The party itself, in Sun's version, is very far from an abstract entity that occupies a rarefied zone of ideological and moral purity. It is rather a daily, living reality embodied by endless officials, who occasionally show sporadic flashes of humanity and at other times seek the opportunity to prosecute their personal vendettas. When Sun, on one of her husband's rare and brief visits, apologises for putting him in this predicament, he replies: "It is not you who need to apologise. It is the party."

That, in essence, is what many Chinese people still want - people who are similar to Sun, and whose memories of the 1989 events remain close to them each day. An apology, an admission that wrong was done, a simple declaration that using lethal force against its own students and citizens was wrong - this is what they want from the party. As long as some party elders directly implicated in the events live on, It is unlikely that that apology will come.

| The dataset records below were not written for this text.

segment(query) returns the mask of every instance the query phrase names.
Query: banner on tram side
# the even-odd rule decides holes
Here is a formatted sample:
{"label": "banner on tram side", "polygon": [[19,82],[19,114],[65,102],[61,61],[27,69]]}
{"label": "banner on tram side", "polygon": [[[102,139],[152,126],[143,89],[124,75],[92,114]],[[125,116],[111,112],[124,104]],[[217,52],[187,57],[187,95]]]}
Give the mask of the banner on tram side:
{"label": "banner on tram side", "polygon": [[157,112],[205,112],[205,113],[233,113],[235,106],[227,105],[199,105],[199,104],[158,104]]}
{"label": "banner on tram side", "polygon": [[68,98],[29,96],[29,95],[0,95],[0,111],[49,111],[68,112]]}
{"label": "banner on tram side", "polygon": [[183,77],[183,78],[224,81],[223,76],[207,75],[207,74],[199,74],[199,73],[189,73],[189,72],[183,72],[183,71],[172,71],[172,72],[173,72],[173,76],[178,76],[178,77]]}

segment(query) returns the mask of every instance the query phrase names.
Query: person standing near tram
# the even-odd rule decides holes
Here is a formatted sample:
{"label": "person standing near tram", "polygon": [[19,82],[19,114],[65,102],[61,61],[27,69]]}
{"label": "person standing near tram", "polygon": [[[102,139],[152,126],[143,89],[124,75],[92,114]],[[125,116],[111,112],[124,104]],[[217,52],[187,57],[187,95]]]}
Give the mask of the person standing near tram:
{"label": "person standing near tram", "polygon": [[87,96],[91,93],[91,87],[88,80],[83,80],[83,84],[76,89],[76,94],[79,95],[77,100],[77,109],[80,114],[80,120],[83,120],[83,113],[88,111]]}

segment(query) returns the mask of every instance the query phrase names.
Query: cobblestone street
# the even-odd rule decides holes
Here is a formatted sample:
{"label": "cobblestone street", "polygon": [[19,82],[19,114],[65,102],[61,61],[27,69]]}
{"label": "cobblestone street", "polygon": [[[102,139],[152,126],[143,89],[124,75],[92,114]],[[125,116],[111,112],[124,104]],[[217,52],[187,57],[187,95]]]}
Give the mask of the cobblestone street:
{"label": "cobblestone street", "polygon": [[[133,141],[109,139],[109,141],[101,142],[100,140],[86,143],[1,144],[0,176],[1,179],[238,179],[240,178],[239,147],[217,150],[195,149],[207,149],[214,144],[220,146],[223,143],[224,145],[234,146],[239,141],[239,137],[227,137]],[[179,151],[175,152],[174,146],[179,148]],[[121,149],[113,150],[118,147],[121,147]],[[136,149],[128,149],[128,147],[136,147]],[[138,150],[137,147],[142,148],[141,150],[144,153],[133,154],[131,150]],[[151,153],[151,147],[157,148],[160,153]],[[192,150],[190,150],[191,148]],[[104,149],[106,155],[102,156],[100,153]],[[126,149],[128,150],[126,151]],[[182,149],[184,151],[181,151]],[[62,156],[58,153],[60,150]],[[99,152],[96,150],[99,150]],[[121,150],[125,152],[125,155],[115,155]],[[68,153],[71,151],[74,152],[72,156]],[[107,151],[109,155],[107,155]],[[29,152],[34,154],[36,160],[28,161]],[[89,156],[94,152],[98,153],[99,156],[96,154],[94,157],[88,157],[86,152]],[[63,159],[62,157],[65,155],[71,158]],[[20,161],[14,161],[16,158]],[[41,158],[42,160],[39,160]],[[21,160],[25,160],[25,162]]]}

But it is clear now that the shadow of 1989 is not going to shift. In this it resembles the pernicious smog that sometimes descends on Chinese cities, only to be blown away by strong gusts of wind. There are indeed plenty in the party who are thinking deeply about how to come to terms with the legacy of that time.

For people like Sun Baoqiang, June 1989 was a moment of searing spiritual agony and loss. All the economic development thereafter in China has done nothing to heal these feelings, and never could. In the end, it was a moment of revelation, exposing the party's decision over where its loyalty lay: with the good of the people, or with itself. The party, twenty-five years later, lives with the choice it made. Sun Baoqiang's book is but one eloquent testimony of the terrible price everyone had to pay, and is still paying, for the events of that long night in Tianamen Square.